ECE 459: Programming for Performance
Lab 4 — Profiling 1
One of the keys to improving performance is identifying bottlenecks that are slowing a program down. The key
to doing that is the use of profiling tools. In this assignment, you are provided a simulation of a Hackathon. The
program is slow, and you will use some profiling tools to analyze the code to find out where it’s spending its time.
Based on what you find, you can make changes to the program to speed it up.
Request. Before we get started, a small request: please make sure you don’t leave leftover processes hanging
around. This was an issue in 2021 near the deadline. You can use ps and killall on your processes.
The Hackathon has three different kinds of threads: Students, Idea Generators, and Package Downloaders. The
Idea Generator generates an idea the way many startup companies are pitched, as an equivalent of a known
service for a new audience, such as “LinkedIn for Service Animals”. Students work on ideas, and working on an
idea requires downloading some number of software Packages. The Hackathon simulation runs until all ideas
have been built.
Since we have multiple threads, the order of outputs may differ. However, we can still check for correctness by
taking the xor (exclusive or) of the SHA256 hashes of every idea generated and every package downloaded.
Analyzing and Optimizing the Program
Your goal is to speed up the program. You should therefore do some analysis using profiling tools. You may
have some ideas about where to start immediately, but tools help you check your assumptions and find places for
improvement. The basic workflow is to use profiling tools to identify what’s slow, make changes, and re-evaluate
to see how much (or how little) it improved the runtime of your program. If the program is sped up enough, you’re
all done (and can go on to writing your commit message).
You can use any analysis tools you like, whether or not they were presented in the lectures. However, for the
purposes of your commit log message you should use a flamegraph. A flamegraph is a visualization of profiling
data, meant to show you where a program is spending most of its time. And they look cool, so there’s that.
You probably need to know about how flamegraphs work. To read up on them, see http://www.brendangregg.
com/flamegraphs.html. There are some useful YouTube videos linked there to give you guidance. In particular,
the video at https://youtu.be/D53T1Ejig1Q is useful. If you’re in a rush, just watch from the 10 minute mark
to about the 16 minute mark.
For your convenience, we’ve created a Makefile target that runs your program and generates the flamegraph.
You’ll have to run cargo install flamegraph first. Then, you can create a flamegraph by typing “make”. This
will generate an SVG (Scalable Vector Graphics) file called “flamegraph.svg” containing the graph, which can
be viewed in any graphical viewing program or in your preferred web browser. We believe that you can create
flamegraphs on any of the eceubuntu and ecetesla machines.
Tip. Want to view SVGs in VS Code? I hear that cssho.vscode-svgviewer is helpful.
Figure 1: A flamegraph of the starter code
In your commit log message, explain how you used your profiling data to decide what to change.
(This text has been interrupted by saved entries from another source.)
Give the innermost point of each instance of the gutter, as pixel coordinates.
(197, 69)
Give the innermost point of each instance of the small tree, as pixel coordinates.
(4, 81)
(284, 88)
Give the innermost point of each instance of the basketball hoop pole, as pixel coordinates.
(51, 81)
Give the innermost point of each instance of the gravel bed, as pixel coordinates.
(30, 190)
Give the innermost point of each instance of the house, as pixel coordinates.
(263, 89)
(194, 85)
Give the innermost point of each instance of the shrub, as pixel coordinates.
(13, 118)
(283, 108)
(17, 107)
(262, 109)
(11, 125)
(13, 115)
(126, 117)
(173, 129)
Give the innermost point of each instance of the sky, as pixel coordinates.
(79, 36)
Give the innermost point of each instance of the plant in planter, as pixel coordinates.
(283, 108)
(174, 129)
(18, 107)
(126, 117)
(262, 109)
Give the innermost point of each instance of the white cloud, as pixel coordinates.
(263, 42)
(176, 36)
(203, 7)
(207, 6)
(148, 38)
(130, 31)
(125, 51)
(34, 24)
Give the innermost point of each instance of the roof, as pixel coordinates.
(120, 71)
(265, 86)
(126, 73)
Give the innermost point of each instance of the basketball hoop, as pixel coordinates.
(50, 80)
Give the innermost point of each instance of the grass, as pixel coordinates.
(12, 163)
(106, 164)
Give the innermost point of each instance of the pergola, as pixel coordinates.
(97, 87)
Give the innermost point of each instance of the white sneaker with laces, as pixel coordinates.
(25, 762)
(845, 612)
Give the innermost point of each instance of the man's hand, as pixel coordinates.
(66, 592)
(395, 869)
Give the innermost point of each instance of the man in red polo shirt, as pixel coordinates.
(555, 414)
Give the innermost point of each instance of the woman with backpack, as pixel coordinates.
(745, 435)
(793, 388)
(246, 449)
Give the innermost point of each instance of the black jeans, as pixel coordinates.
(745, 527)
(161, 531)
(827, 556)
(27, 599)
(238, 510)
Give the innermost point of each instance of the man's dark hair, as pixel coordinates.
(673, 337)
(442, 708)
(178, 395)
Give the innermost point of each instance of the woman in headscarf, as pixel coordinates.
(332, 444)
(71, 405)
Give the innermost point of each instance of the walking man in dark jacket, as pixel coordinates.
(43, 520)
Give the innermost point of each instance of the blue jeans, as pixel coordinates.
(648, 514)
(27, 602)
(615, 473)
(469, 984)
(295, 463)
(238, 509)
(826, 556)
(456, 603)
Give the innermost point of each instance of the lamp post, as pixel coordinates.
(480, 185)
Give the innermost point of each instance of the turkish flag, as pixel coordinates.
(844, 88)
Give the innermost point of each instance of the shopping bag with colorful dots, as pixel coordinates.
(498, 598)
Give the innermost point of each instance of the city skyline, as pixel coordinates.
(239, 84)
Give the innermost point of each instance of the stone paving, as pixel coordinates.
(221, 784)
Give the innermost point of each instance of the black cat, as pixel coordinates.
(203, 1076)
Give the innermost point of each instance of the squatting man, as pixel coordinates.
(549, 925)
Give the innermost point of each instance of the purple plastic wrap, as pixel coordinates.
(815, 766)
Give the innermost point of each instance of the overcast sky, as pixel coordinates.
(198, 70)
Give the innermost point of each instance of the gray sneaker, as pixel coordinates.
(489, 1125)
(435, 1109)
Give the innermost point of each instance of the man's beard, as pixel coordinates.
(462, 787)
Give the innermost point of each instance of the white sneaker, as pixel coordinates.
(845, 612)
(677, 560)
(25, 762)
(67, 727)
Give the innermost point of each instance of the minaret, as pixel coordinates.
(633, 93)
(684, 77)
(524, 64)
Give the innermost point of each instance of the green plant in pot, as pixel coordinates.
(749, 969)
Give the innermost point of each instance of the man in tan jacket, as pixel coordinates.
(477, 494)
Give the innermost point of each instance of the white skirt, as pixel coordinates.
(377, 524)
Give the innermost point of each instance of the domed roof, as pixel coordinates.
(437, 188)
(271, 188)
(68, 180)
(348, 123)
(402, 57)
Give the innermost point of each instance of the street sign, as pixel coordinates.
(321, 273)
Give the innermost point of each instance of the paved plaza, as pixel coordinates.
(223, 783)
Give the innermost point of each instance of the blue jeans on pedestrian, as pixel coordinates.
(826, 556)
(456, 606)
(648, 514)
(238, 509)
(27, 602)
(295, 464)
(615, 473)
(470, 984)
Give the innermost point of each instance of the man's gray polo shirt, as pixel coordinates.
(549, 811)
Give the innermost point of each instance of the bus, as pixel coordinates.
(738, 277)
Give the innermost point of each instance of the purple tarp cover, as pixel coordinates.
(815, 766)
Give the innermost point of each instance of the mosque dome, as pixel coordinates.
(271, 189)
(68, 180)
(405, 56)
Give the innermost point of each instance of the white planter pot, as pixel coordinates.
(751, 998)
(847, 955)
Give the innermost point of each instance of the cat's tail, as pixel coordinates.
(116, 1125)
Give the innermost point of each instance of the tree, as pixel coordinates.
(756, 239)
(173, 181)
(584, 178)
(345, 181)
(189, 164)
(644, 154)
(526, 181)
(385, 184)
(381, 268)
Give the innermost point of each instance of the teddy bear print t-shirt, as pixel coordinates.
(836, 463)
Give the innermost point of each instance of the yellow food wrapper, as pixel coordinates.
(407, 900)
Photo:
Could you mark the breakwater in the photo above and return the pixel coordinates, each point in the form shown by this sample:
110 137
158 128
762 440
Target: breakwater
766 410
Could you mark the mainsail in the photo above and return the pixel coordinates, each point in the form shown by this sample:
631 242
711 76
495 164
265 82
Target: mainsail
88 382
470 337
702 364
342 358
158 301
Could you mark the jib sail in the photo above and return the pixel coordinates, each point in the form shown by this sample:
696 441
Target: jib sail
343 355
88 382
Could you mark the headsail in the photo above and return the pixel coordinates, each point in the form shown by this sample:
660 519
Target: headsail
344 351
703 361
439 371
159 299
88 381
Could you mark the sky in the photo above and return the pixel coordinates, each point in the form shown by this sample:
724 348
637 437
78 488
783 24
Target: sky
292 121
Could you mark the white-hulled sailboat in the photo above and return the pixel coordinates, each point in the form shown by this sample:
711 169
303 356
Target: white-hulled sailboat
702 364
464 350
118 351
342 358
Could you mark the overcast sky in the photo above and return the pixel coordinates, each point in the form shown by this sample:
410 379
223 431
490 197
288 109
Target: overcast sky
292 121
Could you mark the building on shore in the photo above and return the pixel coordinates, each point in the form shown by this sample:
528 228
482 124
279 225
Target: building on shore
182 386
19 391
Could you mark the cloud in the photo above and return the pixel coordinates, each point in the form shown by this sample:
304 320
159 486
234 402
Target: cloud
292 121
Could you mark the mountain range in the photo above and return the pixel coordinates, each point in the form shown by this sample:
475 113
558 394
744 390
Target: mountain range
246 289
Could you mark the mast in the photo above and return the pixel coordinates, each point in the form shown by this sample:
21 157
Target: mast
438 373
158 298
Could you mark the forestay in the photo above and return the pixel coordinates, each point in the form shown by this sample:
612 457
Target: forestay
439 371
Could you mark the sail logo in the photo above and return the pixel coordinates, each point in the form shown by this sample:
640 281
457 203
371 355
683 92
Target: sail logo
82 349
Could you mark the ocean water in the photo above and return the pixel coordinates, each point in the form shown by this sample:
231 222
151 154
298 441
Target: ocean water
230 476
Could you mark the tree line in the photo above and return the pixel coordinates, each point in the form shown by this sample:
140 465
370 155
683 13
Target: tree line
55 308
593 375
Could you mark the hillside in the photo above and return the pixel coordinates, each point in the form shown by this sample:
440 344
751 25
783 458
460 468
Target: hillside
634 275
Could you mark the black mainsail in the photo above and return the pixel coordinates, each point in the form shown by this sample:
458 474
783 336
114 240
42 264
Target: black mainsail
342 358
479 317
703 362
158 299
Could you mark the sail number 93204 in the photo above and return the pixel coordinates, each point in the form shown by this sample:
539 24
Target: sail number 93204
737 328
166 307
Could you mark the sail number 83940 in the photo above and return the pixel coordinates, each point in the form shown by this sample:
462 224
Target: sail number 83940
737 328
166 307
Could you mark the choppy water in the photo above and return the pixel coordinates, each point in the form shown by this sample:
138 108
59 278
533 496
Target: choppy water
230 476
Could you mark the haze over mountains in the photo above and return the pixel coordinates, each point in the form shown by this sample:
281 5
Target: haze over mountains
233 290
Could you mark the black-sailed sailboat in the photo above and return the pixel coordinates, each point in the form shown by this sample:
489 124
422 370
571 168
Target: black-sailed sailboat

Be sure to include
the flamegraph for the final version of the program (if not standard flamegraph generation, say how you generated
it) and provide some explanation to the reader as to how you used the flamegraph to improve the starter code.
Also let us know which machine you measured your results on (it should be one of the ECE machines so that we
can reproduce it). (Hint: ecetesla2 doesn’t have many threads available!)
Rules/Restrictions. To prevent trivializing the problem, and to make it possible for us to compare your code
against the starter code, here is a list of rules:
• You may change how threads communicate.
• You may change (or remove) output of intermediate checksums, but the checksums printed out at the end
of execution must be identical to the ones generated by the starter code.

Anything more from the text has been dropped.